On 11 December, among crowded and silent streets, the deposed king was brought from the Temple to stand before the Convention and hear his indictment, an accusation of High Treason and Crimes against the State. On 26 December, his counsel, Raymond de Sèze, delivered Louis's response to the charges, with the assistance of François Tronchet and Malesherbes.
On 15 January 1793, the Convention, composed of 721 deputies, voted out the verdict, which was a foregone conclusion – 693 voted guilty, and none voted for acquittal. The next day, a voting roll-call was carried out in order to decide upon the fate of the king, and the result was, for such a dramatic decision, uncomfortably close. 288 deputies voted against death and for some other alternative, mainly some means of imprisonment or exile. 72 deputies voted for the death penalty, but subject to a number of delaying conditions and reservations. 361 deputies voted for Louis's immediate death.
The next day, a motion to grant Louis reprieve from the death sentence was voted down; 310 deputies requested mercy, 380 voted for the execution of the death penalty. This decision would be final. On Monday, 21 January 1793, stripped of all titles and honorifics by the republican government, Citoyen Louis Capet was guillotined in front of a cheering crowd in what today is the Place de la Concorde. The executioner, Charles Henri Sanson, testified that the former King had bravely met his fate.

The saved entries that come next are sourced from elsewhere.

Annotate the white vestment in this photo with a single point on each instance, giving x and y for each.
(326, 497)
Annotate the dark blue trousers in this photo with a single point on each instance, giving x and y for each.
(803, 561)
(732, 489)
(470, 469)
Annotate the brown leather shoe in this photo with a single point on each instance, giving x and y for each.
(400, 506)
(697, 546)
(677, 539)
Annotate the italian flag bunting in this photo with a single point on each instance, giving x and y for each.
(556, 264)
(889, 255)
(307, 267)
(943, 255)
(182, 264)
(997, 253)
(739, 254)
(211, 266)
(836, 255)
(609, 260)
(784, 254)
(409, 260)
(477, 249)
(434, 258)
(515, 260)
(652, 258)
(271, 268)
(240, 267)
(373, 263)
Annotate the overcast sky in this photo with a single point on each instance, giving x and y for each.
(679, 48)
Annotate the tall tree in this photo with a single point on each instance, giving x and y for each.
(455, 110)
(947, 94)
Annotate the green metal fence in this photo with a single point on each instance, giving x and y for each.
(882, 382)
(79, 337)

As Louis mounted the scaffold he appeared dignified and resigned. He attempted a speech in which he reasserted his innocence and pardoned those responsible for his death. He declared himself willing to die and prayed that the people of France would be spared a similar fate. He seemed about to say more when Antoine-Joseph Santerre, a general in the National Guard (France), cut Louis off by ordering a drum roll. The former king was then quickly beheaded.
Accounts of Louis’ beheading indicate that the blade did not sever his neck entirely the first time. There are also accounts of a blood-curdling scream issuing from Louis after the blade fell but this is unlikely as the blade severed Louis’s spine. It is agreed however that, as Louis's blood dripped to the ground, many in the crowd ran forward to dip their handkerchiefs in it.